# Tasa Bag free pattern



## mombr4 (Apr 21, 2011)

Tasa Bag
received this in a newsletter and thought some of you might enjoy this pattern.

http://www.classiceliteyarns.com/WebLetter/286/TasaBag.pdf

Enjoy.


----------



## teannia (Nov 27, 2011)

Nice looking bag, Thanks for sharing the link.


----------



## jumbleburt (Mar 10, 2011)

Thanks - I love it!


----------



## gina (Jan 18, 2011)

Thank you for the pattern


----------



## mombr4 (Apr 21, 2011)

Your very welcome. Enjoy.


----------



## Pumpkin007 (Jan 2, 2013)

Very nice stitch!


----------



## hgayle (Aug 22, 2011)

Love this, and its now on my to do list.


----------



## LadyBecket (Jun 26, 2012)

Oooooo! This is lovely! Thank you for the link!


----------



## Alto53 (Jan 26, 2012)

I received this in an email yesterday and I deleted it too quickly. Thanks for posting this so I don't have to go searching through my deleted emails and can save it this time, I think it's a keeper!


----------



## charmain (Mar 18, 2013)

Thank you looks very interesting.


----------



## MGSOWEN (May 25, 2012)

Thank you... i'ts lovely


----------



## purpleone (Oct 1, 2012)

I would like to comment on the lovely bag and may I say its wonderful and thanks for the instructions I will have a go at it when I finish my baby cardigan.

can you give me any tips on how to do the zip as im new as knitting and I have never attempted a zip before so any hints would be most grateful thanks.

angela



mombr4 said:


> Tasa Bag
> received this in a newsletter and thought some of you might enjoy this pattern.
> 
> http://www.classiceliteyarns.com/WebLetter/286/TasaBag.pdf
> ...


 :lol: :lol: :lol: :lol:


----------



## whitetail (Feb 19, 2011)

Very nice, thanks for the link.


----------



## mombr4 (Apr 21, 2011)

purpleone said:


> I would like to comment on the lovely bag and may I say its wonderful and thanks for the instructions I will have a go at it when I finish my baby cardigan.
> 
> can you give me any tips on how to do the zip as im new as knitting and I have never attempted a zip before so any hints would be most grateful thanks.
> 
> ...


I haven't made anything in quite some time with a zipper. I would suggest posting a post in the Main section of the forum asking how others have inserted a zipper. I know there are many on the forum who have made handbags. I'm sure you will get many replies from those who have with suggestions.

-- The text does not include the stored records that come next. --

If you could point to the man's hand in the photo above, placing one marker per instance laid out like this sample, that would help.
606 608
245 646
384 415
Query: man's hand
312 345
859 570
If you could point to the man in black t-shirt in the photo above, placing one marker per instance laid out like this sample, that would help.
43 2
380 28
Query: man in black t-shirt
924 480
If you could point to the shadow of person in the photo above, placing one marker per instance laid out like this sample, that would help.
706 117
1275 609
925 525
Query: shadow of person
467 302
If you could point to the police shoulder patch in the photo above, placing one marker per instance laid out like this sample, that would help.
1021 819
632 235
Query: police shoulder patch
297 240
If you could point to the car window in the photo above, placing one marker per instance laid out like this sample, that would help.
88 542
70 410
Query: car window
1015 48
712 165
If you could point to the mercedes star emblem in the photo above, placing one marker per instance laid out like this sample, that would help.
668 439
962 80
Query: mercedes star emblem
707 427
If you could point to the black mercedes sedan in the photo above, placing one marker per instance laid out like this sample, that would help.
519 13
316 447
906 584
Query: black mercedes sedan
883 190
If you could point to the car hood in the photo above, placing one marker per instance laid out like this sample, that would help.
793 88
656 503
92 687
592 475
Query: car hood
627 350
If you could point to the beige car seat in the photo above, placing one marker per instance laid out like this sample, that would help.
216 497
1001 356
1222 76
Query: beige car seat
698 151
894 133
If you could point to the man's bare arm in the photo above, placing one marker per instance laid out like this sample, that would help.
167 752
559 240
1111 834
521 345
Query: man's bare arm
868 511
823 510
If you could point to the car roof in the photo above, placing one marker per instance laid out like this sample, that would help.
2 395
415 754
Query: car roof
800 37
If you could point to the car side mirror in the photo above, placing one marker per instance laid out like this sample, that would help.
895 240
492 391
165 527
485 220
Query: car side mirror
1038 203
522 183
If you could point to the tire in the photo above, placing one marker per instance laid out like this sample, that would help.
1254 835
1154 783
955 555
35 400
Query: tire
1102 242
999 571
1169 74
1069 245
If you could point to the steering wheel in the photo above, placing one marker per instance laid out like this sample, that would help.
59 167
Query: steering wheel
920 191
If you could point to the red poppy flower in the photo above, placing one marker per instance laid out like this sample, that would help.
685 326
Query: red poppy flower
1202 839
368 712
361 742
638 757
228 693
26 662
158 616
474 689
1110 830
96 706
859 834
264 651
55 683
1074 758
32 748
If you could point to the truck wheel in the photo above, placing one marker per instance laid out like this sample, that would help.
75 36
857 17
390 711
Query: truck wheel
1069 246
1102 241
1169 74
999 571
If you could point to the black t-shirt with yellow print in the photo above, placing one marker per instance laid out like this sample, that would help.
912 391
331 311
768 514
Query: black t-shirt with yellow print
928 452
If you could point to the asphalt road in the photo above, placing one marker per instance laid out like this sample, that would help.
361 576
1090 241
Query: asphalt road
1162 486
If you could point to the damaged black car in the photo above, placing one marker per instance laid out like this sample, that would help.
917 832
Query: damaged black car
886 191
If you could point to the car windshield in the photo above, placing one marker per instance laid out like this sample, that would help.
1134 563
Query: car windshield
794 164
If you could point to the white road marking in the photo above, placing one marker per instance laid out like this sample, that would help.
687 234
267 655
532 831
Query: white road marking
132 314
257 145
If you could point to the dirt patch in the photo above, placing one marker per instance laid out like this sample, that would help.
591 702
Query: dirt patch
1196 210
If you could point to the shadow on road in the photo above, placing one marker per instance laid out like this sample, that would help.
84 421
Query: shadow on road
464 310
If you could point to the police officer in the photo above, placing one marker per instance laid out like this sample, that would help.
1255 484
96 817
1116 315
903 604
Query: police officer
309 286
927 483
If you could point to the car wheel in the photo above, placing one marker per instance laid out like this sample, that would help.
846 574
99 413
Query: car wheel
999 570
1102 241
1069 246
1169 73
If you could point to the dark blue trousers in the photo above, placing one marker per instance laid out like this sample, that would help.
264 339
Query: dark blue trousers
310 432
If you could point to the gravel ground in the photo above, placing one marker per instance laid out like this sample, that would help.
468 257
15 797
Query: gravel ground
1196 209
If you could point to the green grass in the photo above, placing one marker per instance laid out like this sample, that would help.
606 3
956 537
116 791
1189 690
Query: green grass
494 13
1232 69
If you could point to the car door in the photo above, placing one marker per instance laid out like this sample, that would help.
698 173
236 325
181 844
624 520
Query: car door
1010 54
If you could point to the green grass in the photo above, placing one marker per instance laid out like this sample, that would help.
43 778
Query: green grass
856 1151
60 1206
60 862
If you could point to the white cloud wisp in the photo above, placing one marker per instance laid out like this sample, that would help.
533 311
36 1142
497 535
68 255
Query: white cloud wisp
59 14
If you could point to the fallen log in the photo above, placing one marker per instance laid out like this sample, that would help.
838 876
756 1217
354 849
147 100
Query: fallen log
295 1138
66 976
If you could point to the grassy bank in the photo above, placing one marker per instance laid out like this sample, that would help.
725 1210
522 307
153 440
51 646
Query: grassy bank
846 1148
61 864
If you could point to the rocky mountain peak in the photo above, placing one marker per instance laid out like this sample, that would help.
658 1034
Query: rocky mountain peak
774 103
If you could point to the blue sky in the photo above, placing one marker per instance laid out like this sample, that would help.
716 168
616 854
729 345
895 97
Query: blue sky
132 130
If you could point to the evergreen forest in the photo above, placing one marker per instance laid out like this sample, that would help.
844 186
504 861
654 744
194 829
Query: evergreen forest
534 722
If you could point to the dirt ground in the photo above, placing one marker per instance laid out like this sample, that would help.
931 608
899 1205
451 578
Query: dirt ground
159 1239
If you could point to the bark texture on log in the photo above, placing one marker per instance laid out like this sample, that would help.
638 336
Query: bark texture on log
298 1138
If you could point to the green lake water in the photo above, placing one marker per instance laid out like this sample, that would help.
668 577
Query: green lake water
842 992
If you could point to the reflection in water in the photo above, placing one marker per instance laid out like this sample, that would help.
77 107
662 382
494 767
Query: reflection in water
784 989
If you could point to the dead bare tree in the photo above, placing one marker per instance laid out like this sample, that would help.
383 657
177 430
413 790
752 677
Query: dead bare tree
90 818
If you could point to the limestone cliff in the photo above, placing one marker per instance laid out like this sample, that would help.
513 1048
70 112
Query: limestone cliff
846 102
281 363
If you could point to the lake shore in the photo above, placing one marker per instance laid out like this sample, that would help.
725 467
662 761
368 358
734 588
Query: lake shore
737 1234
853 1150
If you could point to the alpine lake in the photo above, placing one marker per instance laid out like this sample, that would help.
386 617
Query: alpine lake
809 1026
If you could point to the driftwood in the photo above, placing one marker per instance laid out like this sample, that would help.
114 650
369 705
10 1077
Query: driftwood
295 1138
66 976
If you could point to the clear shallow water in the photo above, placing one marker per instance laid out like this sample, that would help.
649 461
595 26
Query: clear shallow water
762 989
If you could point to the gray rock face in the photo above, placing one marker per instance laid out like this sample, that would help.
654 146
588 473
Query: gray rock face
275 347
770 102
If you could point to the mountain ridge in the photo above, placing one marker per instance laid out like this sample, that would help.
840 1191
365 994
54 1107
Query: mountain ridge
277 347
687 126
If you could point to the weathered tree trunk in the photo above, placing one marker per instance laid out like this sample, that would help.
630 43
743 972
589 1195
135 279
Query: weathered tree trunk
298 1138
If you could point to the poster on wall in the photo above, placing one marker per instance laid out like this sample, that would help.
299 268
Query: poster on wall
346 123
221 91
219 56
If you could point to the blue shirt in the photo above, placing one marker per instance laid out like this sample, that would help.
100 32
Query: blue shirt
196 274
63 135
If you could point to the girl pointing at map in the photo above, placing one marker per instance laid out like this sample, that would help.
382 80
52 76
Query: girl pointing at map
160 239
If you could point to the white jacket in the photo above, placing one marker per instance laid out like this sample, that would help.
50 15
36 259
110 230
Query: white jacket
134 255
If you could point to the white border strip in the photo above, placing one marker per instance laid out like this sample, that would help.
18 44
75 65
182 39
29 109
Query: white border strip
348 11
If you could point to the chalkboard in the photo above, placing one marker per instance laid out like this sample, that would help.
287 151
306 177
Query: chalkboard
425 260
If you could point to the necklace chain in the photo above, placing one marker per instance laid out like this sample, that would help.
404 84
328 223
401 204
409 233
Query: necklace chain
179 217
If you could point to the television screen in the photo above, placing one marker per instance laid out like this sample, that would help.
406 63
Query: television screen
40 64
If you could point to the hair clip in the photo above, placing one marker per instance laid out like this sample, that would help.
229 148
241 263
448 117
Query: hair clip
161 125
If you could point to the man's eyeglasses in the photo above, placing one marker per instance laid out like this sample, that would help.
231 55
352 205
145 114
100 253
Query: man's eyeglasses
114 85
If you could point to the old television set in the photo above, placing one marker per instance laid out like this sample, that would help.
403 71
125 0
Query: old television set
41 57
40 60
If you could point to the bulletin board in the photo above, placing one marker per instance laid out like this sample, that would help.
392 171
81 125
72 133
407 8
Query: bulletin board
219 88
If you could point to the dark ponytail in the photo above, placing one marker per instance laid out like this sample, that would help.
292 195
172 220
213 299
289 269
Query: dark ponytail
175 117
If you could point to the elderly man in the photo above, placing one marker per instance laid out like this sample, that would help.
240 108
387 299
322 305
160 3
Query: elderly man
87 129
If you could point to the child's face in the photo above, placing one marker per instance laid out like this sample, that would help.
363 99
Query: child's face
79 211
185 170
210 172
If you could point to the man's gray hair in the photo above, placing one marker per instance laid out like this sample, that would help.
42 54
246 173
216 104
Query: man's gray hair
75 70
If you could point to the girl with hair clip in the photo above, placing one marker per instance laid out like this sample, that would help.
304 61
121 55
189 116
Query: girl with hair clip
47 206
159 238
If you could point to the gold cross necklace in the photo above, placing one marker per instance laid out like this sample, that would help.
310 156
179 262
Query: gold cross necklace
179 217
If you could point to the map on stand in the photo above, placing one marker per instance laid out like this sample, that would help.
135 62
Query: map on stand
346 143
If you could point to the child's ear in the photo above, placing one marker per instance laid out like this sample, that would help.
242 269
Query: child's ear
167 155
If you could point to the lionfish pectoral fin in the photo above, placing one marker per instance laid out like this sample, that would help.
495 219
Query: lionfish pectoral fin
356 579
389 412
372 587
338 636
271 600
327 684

I would also do a search online how to insert a zipper into knitted handbag, I'm sure there is lots of information online. Did do a search and here are a few I found

http://knitting.about.com/od/finishingtouches/ht/add-zipper.htm

here is one called the no sew way.
http://techknitting.blogspot.com/2012/10/zipper-in-knitwear-no-sewing-way.html

Sorry I couldn't be of more help, hope these links help, and you are very welcome for the pattern.


----------



## lettuceshop (May 20, 2011)

I'm a sucker for a free pattern!


----------



## jdsanford5 (Jul 5, 2012)

Thanks for sharing - very nice little bag ;-)


----------



## SharonT (Apr 4, 2012)

Aww nuts....another great pattern for my " to do" list! Thanks for sharing !


----------



## Ezenby (Mar 24, 2011)

very nice. thanks


----------